Let me clarify few things. The speed of Nevod is based on two things:

1. Nevod operates on words, not individual characters. From my 30 years of coding experience I would say that roughly 95% of text processing/rules are word-based. So it covers most of tasks.

2. Nevod matches MULTIPLE patterns against document in ONE PASS. Patters/expressions are indexed by state machine and filtered effectively during matching.

So, at a RULE DECK of 1000 patterns, we got 300 times improvement comparing to RegExp. This is a kind of tasks when you let say need to highlight syntax, to massively verify and route incoming requests in cloud, perform massive text validations, track certain phrases and relations in massive human communication, etc.

With growing number of patterns the difference between Nevod and RegExp is higher and higher and go far beyond 300 times. So, I'm a kind of disagree with moderators removed the word "hundreds" from the headline. :)

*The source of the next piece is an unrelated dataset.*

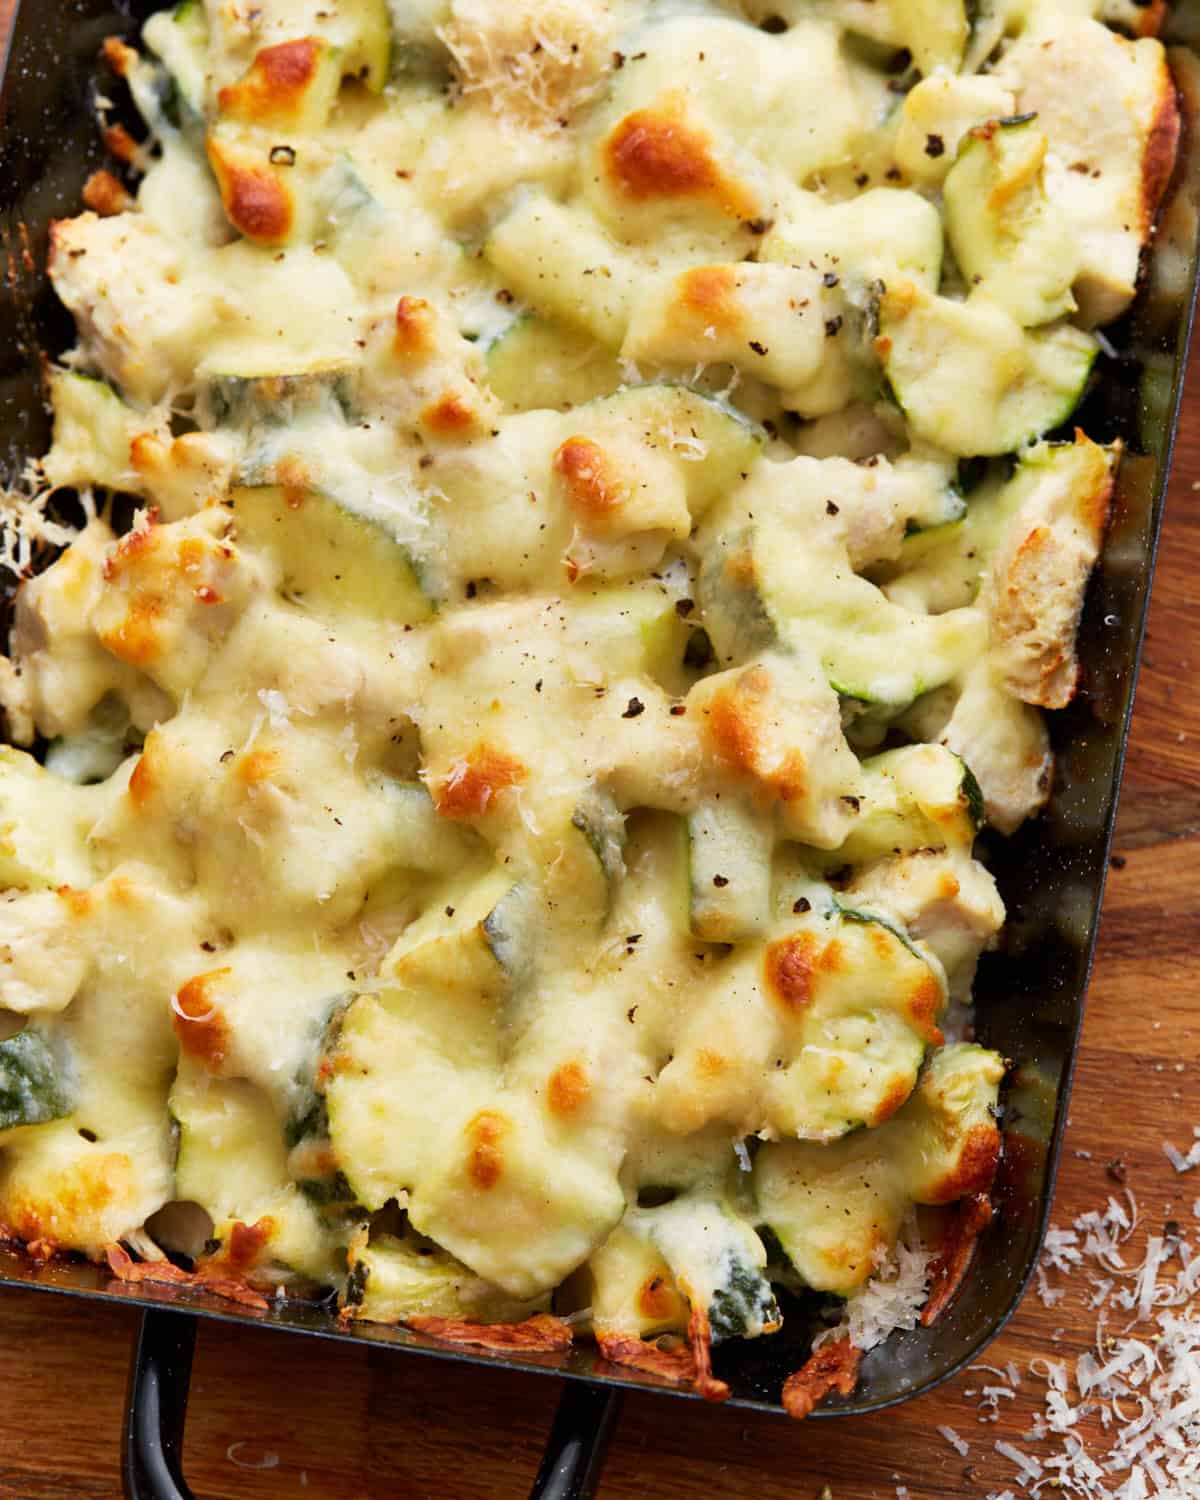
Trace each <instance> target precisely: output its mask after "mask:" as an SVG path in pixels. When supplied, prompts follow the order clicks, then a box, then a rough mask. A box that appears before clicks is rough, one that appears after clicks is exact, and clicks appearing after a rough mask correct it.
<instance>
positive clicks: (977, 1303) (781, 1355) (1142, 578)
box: [13, 43, 1188, 1409]
mask: <svg viewBox="0 0 1200 1500" xmlns="http://www.w3.org/2000/svg"><path fill="white" fill-rule="evenodd" d="M30 45H31V43H30ZM87 65H89V66H90V58H89V60H87ZM21 77H28V75H27V74H23V72H18V78H21ZM17 144H18V150H17V151H15V153H13V162H15V163H17V165H18V171H17V177H18V187H20V175H21V172H20V156H21V150H20V147H21V144H23V142H21V141H18V142H17ZM28 144H33V142H28ZM63 199H65V201H63V204H62V208H66V207H69V205H71V202H72V192H65V193H63ZM1187 233H1188V229H1187V226H1185V228H1184V234H1187ZM33 263H34V264H39V258H37V255H36V252H34V255H33ZM17 264H18V270H20V261H18V263H17ZM1154 291H1158V293H1163V287H1161V285H1160V287H1158V288H1155V287H1152V293H1154ZM1175 293H1176V296H1175V303H1176V317H1178V315H1179V314H1178V309H1179V306H1182V302H1181V299H1179V296H1178V293H1179V288H1175ZM1184 302H1185V299H1184ZM46 308H48V303H43V309H42V311H43V312H45V311H46ZM1146 308H1148V309H1149V311H1148V312H1146V317H1148V318H1151V320H1160V321H1158V323H1157V324H1154V323H1151V324H1146V326H1148V327H1152V330H1154V333H1155V335H1157V336H1161V333H1163V329H1164V327H1166V329H1167V330H1169V332H1172V330H1170V318H1172V288H1167V290H1166V293H1163V294H1161V296H1160V297H1157V299H1155V297H1154V296H1152V297H1151V299H1149V300H1148V305H1146ZM1164 309H1166V311H1164ZM13 311H15V312H18V311H20V312H23V314H24V312H31V315H33V317H34V318H36V315H37V312H36V308H13ZM26 332H27V333H28V329H27V330H26ZM34 336H36V338H37V339H39V342H40V344H42V347H54V339H52V333H51V330H49V329H48V327H42V329H37V330H36V335H34ZM1130 338H1131V344H1130V348H1137V342H1136V341H1137V339H1139V338H1140V333H1139V330H1137V327H1134V329H1133V330H1131V335H1130ZM1149 363H1151V362H1149V360H1148V365H1149ZM1158 377H1160V384H1161V362H1160V366H1158ZM1110 389H1112V387H1110ZM1152 389H1154V386H1152V383H1149V384H1148V387H1146V390H1148V392H1152ZM1103 395H1104V386H1101V396H1103ZM1167 405H1169V404H1167ZM1148 410H1149V408H1148ZM1172 410H1173V408H1172ZM34 416H36V411H34V402H33V401H31V399H30V401H27V402H26V408H24V417H26V420H30V422H31V420H33V419H34ZM1088 420H1089V428H1091V431H1094V432H1095V434H1097V435H1098V437H1109V435H1116V434H1118V432H1119V431H1121V428H1119V426H1118V423H1119V422H1121V414H1119V413H1116V414H1115V413H1110V411H1106V410H1104V407H1103V405H1101V407H1100V410H1097V411H1095V413H1094V414H1089V419H1088ZM1124 420H1125V422H1127V423H1128V416H1127V417H1125V419H1124ZM1151 420H1154V414H1151ZM1167 426H1169V422H1167ZM1124 431H1125V434H1127V437H1128V440H1130V443H1131V447H1133V446H1134V443H1136V441H1137V438H1139V435H1137V434H1136V432H1133V429H1131V428H1130V426H1125V429H1124ZM31 437H33V434H30V438H31ZM1149 437H1154V429H1151V431H1149ZM1158 440H1160V441H1158V452H1157V455H1155V453H1152V455H1151V456H1157V458H1158V459H1160V460H1161V462H1166V449H1167V446H1169V444H1167V429H1166V428H1163V429H1161V431H1160V434H1158ZM21 446H23V447H24V449H26V452H33V450H36V447H37V444H36V443H30V444H28V446H26V444H24V443H23V444H21ZM1130 468H1131V469H1133V474H1127V477H1125V478H1124V480H1122V501H1124V507H1125V510H1124V514H1122V520H1121V525H1119V526H1118V531H1116V532H1115V537H1113V543H1112V544H1110V553H1109V562H1107V564H1106V568H1104V571H1103V573H1101V577H1100V580H1098V583H1097V585H1095V588H1094V598H1092V616H1094V613H1095V607H1097V591H1100V592H1101V603H1103V604H1104V606H1106V607H1104V609H1103V613H1101V616H1100V618H1101V624H1103V625H1104V631H1103V633H1101V636H1100V639H1101V640H1104V633H1109V636H1110V639H1112V633H1115V631H1116V633H1119V634H1122V639H1124V637H1125V636H1128V639H1127V640H1125V645H1127V648H1128V651H1130V655H1131V654H1133V642H1134V639H1136V634H1137V628H1139V627H1140V606H1142V603H1143V601H1145V586H1146V573H1148V565H1146V561H1148V550H1149V544H1148V538H1149V507H1146V508H1143V510H1142V513H1140V514H1139V510H1137V501H1139V493H1137V487H1136V486H1134V484H1133V480H1134V478H1136V475H1137V472H1139V469H1140V471H1142V474H1143V478H1149V475H1151V469H1149V468H1148V466H1146V465H1145V463H1142V465H1139V463H1137V462H1133V463H1131V465H1130ZM1151 492H1152V486H1149V484H1148V486H1146V489H1145V490H1143V493H1142V496H1140V499H1142V502H1143V505H1145V502H1146V501H1148V498H1149V495H1151ZM1131 516H1133V517H1134V520H1133V528H1134V535H1137V526H1142V532H1140V537H1139V540H1143V541H1145V543H1146V546H1145V547H1143V550H1142V556H1140V558H1137V556H1131V555H1130V553H1133V552H1136V550H1137V549H1136V547H1134V546H1130V543H1128V541H1127V546H1128V553H1122V552H1121V549H1119V546H1118V544H1119V543H1121V540H1122V535H1124V534H1125V528H1128V526H1130V522H1131ZM1115 549H1116V555H1115ZM1122 558H1124V567H1125V571H1124V573H1122V571H1121V568H1119V567H1115V562H1116V564H1121V562H1122ZM1110 574H1112V576H1110ZM1104 589H1110V594H1109V597H1104V595H1103V591H1104ZM1092 616H1089V618H1091V619H1092V628H1095V619H1094V618H1092ZM1083 640H1085V660H1086V661H1089V649H1092V646H1094V645H1095V642H1094V640H1092V639H1091V637H1089V625H1088V624H1085V634H1083ZM1106 655H1107V660H1109V661H1112V660H1113V658H1115V652H1113V651H1112V649H1109V651H1107V652H1101V655H1100V658H1098V660H1097V661H1095V664H1094V666H1092V676H1091V681H1089V693H1088V696H1086V699H1085V700H1083V702H1082V703H1079V705H1076V708H1074V709H1073V718H1071V721H1070V723H1068V724H1065V726H1064V730H1062V732H1064V735H1070V738H1068V739H1067V744H1065V745H1064V748H1062V754H1061V763H1062V766H1064V775H1062V781H1061V786H1059V792H1058V799H1056V804H1055V807H1052V811H1050V817H1049V829H1050V834H1052V843H1056V846H1058V847H1056V849H1052V850H1050V852H1047V850H1046V847H1044V844H1043V843H1041V841H1040V838H1038V837H1035V835H1034V834H1032V832H1031V834H1029V835H1028V837H1025V835H1023V837H1022V840H1019V841H1017V843H1016V844H1014V846H1013V849H1011V850H1008V849H1007V850H1005V852H1004V855H1002V856H1001V858H999V859H998V864H1001V865H1008V864H1010V855H1011V859H1013V862H1011V868H1013V870H1014V871H1017V870H1022V862H1020V859H1022V855H1029V852H1031V850H1034V853H1032V855H1031V862H1028V864H1026V865H1025V868H1023V871H1022V873H1023V886H1022V897H1020V898H1019V900H1017V903H1016V906H1017V909H1019V918H1017V922H1016V936H1017V939H1019V945H1020V963H1022V965H1029V968H1022V966H1020V965H1019V963H1017V956H1016V954H1007V956H1005V957H1002V959H996V960H995V962H993V963H992V966H990V969H986V972H984V975H983V977H981V986H980V1007H981V1020H980V1026H981V1034H983V1035H984V1038H986V1040H989V1041H992V1043H995V1044H996V1046H999V1047H1001V1049H1002V1050H1005V1052H1007V1053H1008V1055H1011V1056H1014V1058H1016V1059H1017V1061H1019V1062H1020V1064H1022V1068H1023V1073H1022V1077H1020V1079H1019V1086H1017V1089H1016V1092H1014V1098H1013V1100H1011V1101H1010V1106H1011V1118H1010V1133H1011V1136H1013V1139H1014V1140H1016V1137H1017V1136H1020V1137H1025V1139H1028V1140H1031V1142H1037V1139H1038V1136H1040V1134H1041V1136H1049V1134H1050V1128H1049V1124H1050V1121H1049V1116H1050V1115H1052V1113H1053V1110H1050V1109H1049V1107H1047V1106H1049V1104H1050V1101H1052V1100H1053V1098H1055V1095H1056V1092H1059V1091H1058V1089H1056V1085H1058V1083H1062V1082H1064V1076H1065V1073H1067V1064H1065V1058H1067V1052H1068V1041H1070V1034H1071V1032H1073V1026H1071V1022H1073V1020H1074V1019H1077V1016H1076V1013H1077V1008H1079V990H1080V989H1082V978H1083V971H1085V969H1086V954H1088V951H1089V942H1088V939H1089V936H1091V926H1092V924H1091V922H1088V921H1086V910H1088V900H1089V895H1091V898H1094V900H1098V882H1100V879H1101V877H1103V853H1104V840H1106V829H1107V828H1109V826H1110V811H1112V808H1110V807H1106V808H1101V807H1098V805H1097V804H1095V802H1089V796H1091V798H1095V787H1097V786H1106V787H1112V783H1113V775H1115V771H1116V760H1118V742H1119V736H1121V730H1119V726H1121V724H1122V723H1124V718H1125V717H1127V708H1128V699H1127V697H1125V694H1124V693H1122V690H1121V688H1122V687H1124V690H1125V691H1128V688H1130V687H1131V684H1130V681H1128V678H1127V681H1125V684H1118V685H1116V687H1115V685H1113V682H1112V681H1109V679H1107V676H1106V673H1104V666H1106ZM1089 664H1092V663H1091V661H1089ZM1106 688H1107V690H1109V696H1106V691H1104V690H1106ZM1122 697H1124V702H1119V703H1115V700H1113V699H1122ZM1092 720H1097V723H1095V724H1092ZM1071 732H1073V733H1071ZM1106 735H1107V738H1106ZM1089 754H1091V756H1094V757H1095V759H1092V760H1089V759H1088V756H1089ZM1106 754H1107V757H1109V759H1107V762H1106V759H1104V756H1106ZM1106 775H1107V780H1106ZM1109 801H1112V798H1109ZM1080 802H1082V804H1083V807H1082V805H1080ZM1085 813H1088V816H1086V817H1085V816H1083V814H1085ZM1106 813H1107V814H1109V816H1106ZM1089 840H1091V841H1089ZM1068 880H1070V882H1071V883H1070V885H1068V883H1067V882H1068ZM1049 891H1058V895H1059V901H1058V910H1056V918H1058V921H1056V924H1055V926H1053V929H1040V927H1038V918H1040V915H1044V913H1046V912H1049V910H1050V909H1052V907H1050V903H1049V900H1047V892H1049ZM1068 891H1070V897H1071V900H1070V903H1068V901H1065V900H1062V897H1064V895H1065V894H1067V892H1068ZM1031 907H1032V912H1031ZM1080 910H1083V913H1085V921H1082V922H1080V921H1079V913H1080ZM1043 965H1046V968H1043ZM1034 966H1037V968H1034ZM1014 969H1016V974H1017V975H1020V978H1022V983H1023V984H1025V987H1026V989H1032V986H1031V983H1029V981H1031V980H1032V977H1034V975H1035V974H1037V977H1038V980H1040V981H1043V983H1041V984H1040V986H1038V992H1040V1008H1038V1023H1037V1028H1035V1029H1034V1035H1032V1037H1031V1031H1029V1029H1028V1025H1026V1023H1025V1022H1023V1020H1020V1019H1019V1017H1016V1016H1014V1014H1013V1011H1011V1010H1008V1011H1005V1008H1002V1007H1001V1005H999V998H1001V996H1002V993H1004V990H1005V987H1007V986H1008V987H1010V993H1011V986H1013V983H1014ZM1047 977H1049V980H1050V984H1049V986H1047V984H1046V980H1047ZM1055 986H1061V989H1056V987H1055ZM989 996H992V998H993V1001H992V1005H995V1011H993V1008H992V1005H990V1002H989ZM1073 996H1074V998H1073ZM1056 1005H1058V1011H1056ZM1056 1028H1058V1032H1056ZM1043 1032H1044V1034H1043ZM1064 1086H1065V1085H1064ZM1058 1113H1059V1116H1061V1113H1062V1101H1061V1098H1059V1110H1058ZM1031 1152H1032V1178H1031V1181H1029V1182H1020V1181H1014V1182H1010V1184H1008V1187H1010V1191H1011V1193H1014V1194H1017V1199H1020V1197H1022V1190H1025V1191H1028V1190H1029V1188H1031V1187H1035V1185H1037V1184H1038V1181H1040V1179H1041V1182H1046V1179H1047V1178H1049V1167H1047V1166H1046V1163H1044V1161H1040V1160H1038V1152H1037V1145H1034V1146H1031V1148H1029V1149H1028V1151H1026V1152H1025V1157H1023V1155H1022V1154H1020V1152H1017V1151H1013V1152H1011V1154H1010V1166H1011V1164H1014V1163H1020V1161H1023V1160H1025V1158H1028V1157H1029V1155H1031ZM1010 1178H1013V1173H1011V1172H1010ZM1019 1208H1020V1205H1019V1203H1016V1205H1014V1208H1013V1212H1010V1214H1007V1215H1002V1224H1001V1227H999V1230H998V1232H993V1241H992V1247H990V1253H989V1256H987V1275H981V1277H977V1278H975V1280H974V1281H972V1284H971V1286H969V1287H968V1290H966V1292H965V1295H963V1296H962V1298H960V1301H959V1304H956V1307H954V1310H953V1313H951V1314H950V1317H948V1319H947V1322H945V1323H944V1325H941V1326H939V1328H936V1329H935V1331H933V1334H932V1335H930V1337H927V1335H918V1337H916V1338H915V1340H913V1341H910V1343H909V1344H907V1349H909V1350H910V1352H912V1355H913V1358H921V1359H927V1361H929V1362H927V1364H926V1367H924V1368H926V1370H927V1371H930V1373H933V1374H936V1373H938V1371H939V1370H947V1368H948V1365H950V1364H951V1362H953V1359H950V1358H947V1343H945V1337H947V1332H948V1331H957V1335H959V1337H960V1338H965V1340H971V1338H972V1337H975V1338H978V1337H980V1334H981V1331H983V1329H984V1328H986V1323H987V1316H986V1313H984V1308H983V1307H981V1302H980V1295H981V1287H983V1289H984V1290H987V1289H990V1295H992V1296H993V1298H998V1299H1001V1301H1002V1299H1004V1298H1005V1293H1007V1292H1014V1290H1016V1283H1017V1281H1019V1280H1020V1271H1019V1265H1020V1262H1022V1260H1023V1259H1028V1256H1031V1254H1032V1245H1034V1235H1032V1224H1031V1223H1029V1220H1028V1218H1026V1217H1025V1215H1023V1214H1022V1212H1019ZM1026 1208H1028V1205H1026ZM1032 1218H1034V1220H1035V1218H1037V1214H1034V1215H1032ZM1023 1226H1025V1227H1023ZM1005 1247H1008V1250H1005ZM1022 1253H1025V1254H1022ZM1008 1256H1013V1257H1014V1259H1013V1263H1011V1265H1010V1268H1008V1269H1010V1274H1008V1277H1004V1275H1001V1272H1002V1269H1004V1265H1005V1263H1007V1262H1008ZM68 1269H71V1268H54V1271H52V1272H46V1280H48V1281H51V1283H52V1281H57V1280H58V1275H60V1271H68ZM278 1316H279V1317H284V1319H285V1320H287V1313H279V1314H278ZM972 1320H974V1322H972ZM950 1347H953V1341H951V1346H950ZM579 1358H582V1359H583V1361H585V1362H586V1356H574V1355H573V1356H571V1359H573V1361H576V1368H577V1359H579ZM780 1359H783V1361H784V1364H786V1362H787V1356H786V1352H783V1353H780V1352H777V1350H774V1349H772V1347H768V1346H763V1347H762V1349H759V1347H757V1346H754V1347H753V1349H748V1350H744V1352H739V1355H738V1358H736V1365H738V1370H736V1376H735V1380H733V1388H735V1394H736V1395H742V1397H751V1395H753V1394H756V1392H760V1391H762V1389H763V1388H765V1386H766V1385H768V1382H774V1383H777V1380H778V1373H780V1371H781V1368H783V1367H781V1365H780ZM790 1362H795V1353H792V1356H790ZM879 1367H883V1368H879ZM865 1376H867V1388H865V1389H867V1391H870V1392H871V1397H873V1400H874V1404H879V1403H880V1401H885V1400H888V1397H895V1395H900V1394H901V1391H903V1386H904V1379H906V1377H904V1374H903V1371H900V1370H895V1368H891V1370H888V1368H886V1362H883V1361H877V1362H876V1368H874V1370H873V1368H871V1362H870V1361H868V1362H867V1368H865ZM889 1377H891V1383H889ZM853 1406H855V1404H853V1403H850V1407H852V1409H853Z"/></svg>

We will publish benchmark results and we will also release "negrep" (Nevod GREP) command line tool for Windows, Linux, Mac, so everyone will be able to run "negrep", play with it and verify benchmark him/herself. Generally, Nevod technology will be available both in form of a library, in form of command line tool, and in form of service.

> 2. Nevod matches MULTIPLE patterns against document in ONE PASS. Patters/expressions are indexed by state machine and filtered effectively during matching.

This is a good idea. It's such a good idea that we did it in 2006, sold a company to Intel based around in in 2013 and open-sourced the resulting library (https://github.com/intel/hyperscan) in 2015.

All multi-pattern systems get a huge improvement over one-at-a-time regex. It would be embarrassing if they did not. Our rule of thumb for Hyperscan was that it should be about 5-10x faster than libpcre on single patterns and the gap should get progressively bigger.

I don't doubt that there is quite a bit of interesting work (entirely outside of regex - the word-based focus looks interesting) going on in this project, but the fact that you couldn't be bothered to Google around for a sensible baseline is not encouraging.

Also, which bit of your system do you think is novel enough to patent? You may find considerable prior art out there, which you don't really seem to be aware of based on how much emphasis you're placing on the not-entirely-novel idea of using a state machine.